The unionization effort among Huffington Post editorial employees that began in late 2015 has been brought to a successful conclusion today with the ratification of a three-year union contract. The contract covers more than 200 Huffington Post employees, who will all receive at least a 3 percent raise with the possibility of higher wage increases over the course of the contract for some employees, among other benefits such as two-month severance pay. The contract also ties salary minimums to specific job titles, enforces a strict wall between creators of editorial content and those of native advertising/branded content and lists improving diversity among staff as a goal.
Last month, ratification of the contract with the union that had been voluntarily recognized by the Huffington Post early on was not a foregone conclusion, with talks stalling over the money issue, but that is now in the past.
Judging by the statements issued by management and members of the The Huffington Post Bargaining Committee, it is a contract both sides are happy with. “It shows what a newsroom can accomplish when it decides to come together and bargain collectively,” wrote the bargaining committee. “We’re grateful to the company for working with us toward such a strong and fair first contract.”
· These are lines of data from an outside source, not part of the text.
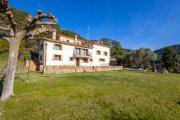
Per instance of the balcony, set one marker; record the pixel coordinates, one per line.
(81, 54)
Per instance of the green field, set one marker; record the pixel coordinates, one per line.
(112, 95)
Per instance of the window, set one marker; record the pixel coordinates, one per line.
(85, 60)
(98, 52)
(57, 47)
(57, 57)
(100, 42)
(71, 59)
(41, 46)
(85, 52)
(78, 51)
(101, 60)
(105, 53)
(40, 57)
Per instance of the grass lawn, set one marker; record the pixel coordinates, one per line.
(103, 95)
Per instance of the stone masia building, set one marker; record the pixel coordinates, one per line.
(65, 54)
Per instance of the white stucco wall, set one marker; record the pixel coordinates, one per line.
(66, 53)
(40, 51)
(96, 57)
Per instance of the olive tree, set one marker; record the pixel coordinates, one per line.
(14, 36)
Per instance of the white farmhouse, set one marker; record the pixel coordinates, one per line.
(66, 51)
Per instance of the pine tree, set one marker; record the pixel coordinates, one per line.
(170, 59)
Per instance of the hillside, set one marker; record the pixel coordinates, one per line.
(175, 47)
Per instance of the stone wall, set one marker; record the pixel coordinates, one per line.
(73, 69)
(18, 70)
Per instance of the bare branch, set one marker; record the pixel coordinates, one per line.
(4, 37)
(45, 23)
(5, 29)
(33, 22)
(5, 8)
(39, 30)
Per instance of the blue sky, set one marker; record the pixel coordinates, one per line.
(135, 23)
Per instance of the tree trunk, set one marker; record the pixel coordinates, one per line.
(11, 69)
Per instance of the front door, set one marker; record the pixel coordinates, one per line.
(77, 62)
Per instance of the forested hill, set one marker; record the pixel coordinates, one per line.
(175, 47)
(26, 45)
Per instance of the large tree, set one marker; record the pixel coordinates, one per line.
(117, 51)
(14, 34)
(170, 59)
(139, 58)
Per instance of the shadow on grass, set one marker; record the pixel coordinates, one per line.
(1, 84)
(178, 103)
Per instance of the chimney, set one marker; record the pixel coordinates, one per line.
(75, 39)
(54, 34)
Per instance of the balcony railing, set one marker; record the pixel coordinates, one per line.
(82, 54)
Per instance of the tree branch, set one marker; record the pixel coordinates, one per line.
(5, 8)
(33, 22)
(4, 37)
(39, 30)
(5, 29)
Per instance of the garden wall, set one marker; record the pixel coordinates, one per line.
(73, 69)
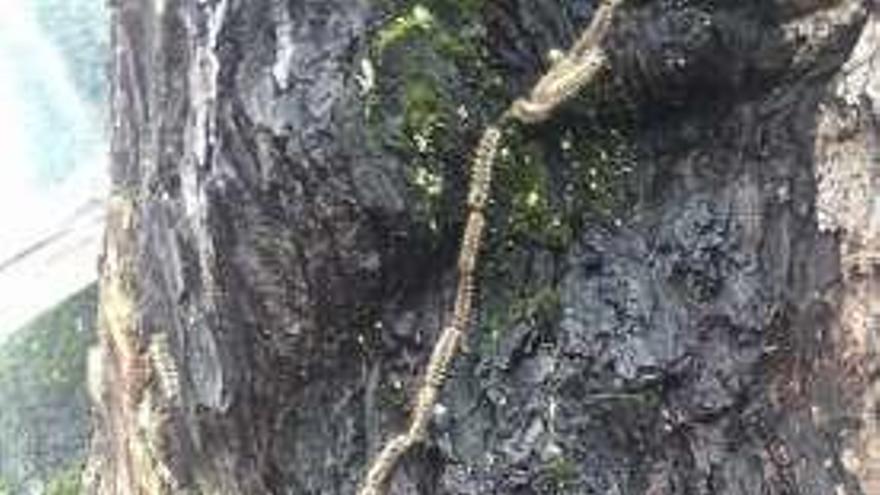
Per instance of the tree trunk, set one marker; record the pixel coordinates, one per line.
(678, 280)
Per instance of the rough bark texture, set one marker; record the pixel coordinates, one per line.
(275, 273)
Huffington Post CEO Jared Grusd wrote in a statement that “We are very pleased to have worked collaboratively with the WGAE to have reached this agreement,” referencing Writers Guild of America, East, which represents Huffington Post employees. “We remain committed to providing growth opportunities for all of our talented and dedicated editorial and video staff,” he continued.
Writers Guild of America, East (WGAE) has been the rep of choice for many digital organizations that have been part of a wave of recent unionization efforts, including the editorial staff of Vice, Gizmodo Media Group (née Gawker Media Group), Fusion, The Root, ThinkProgress and Salon.
Huffington Post is the largest organization of those represented by WGAE with contracts in place, bringing the total of WGAE-represented digital journalists with contracts to 500.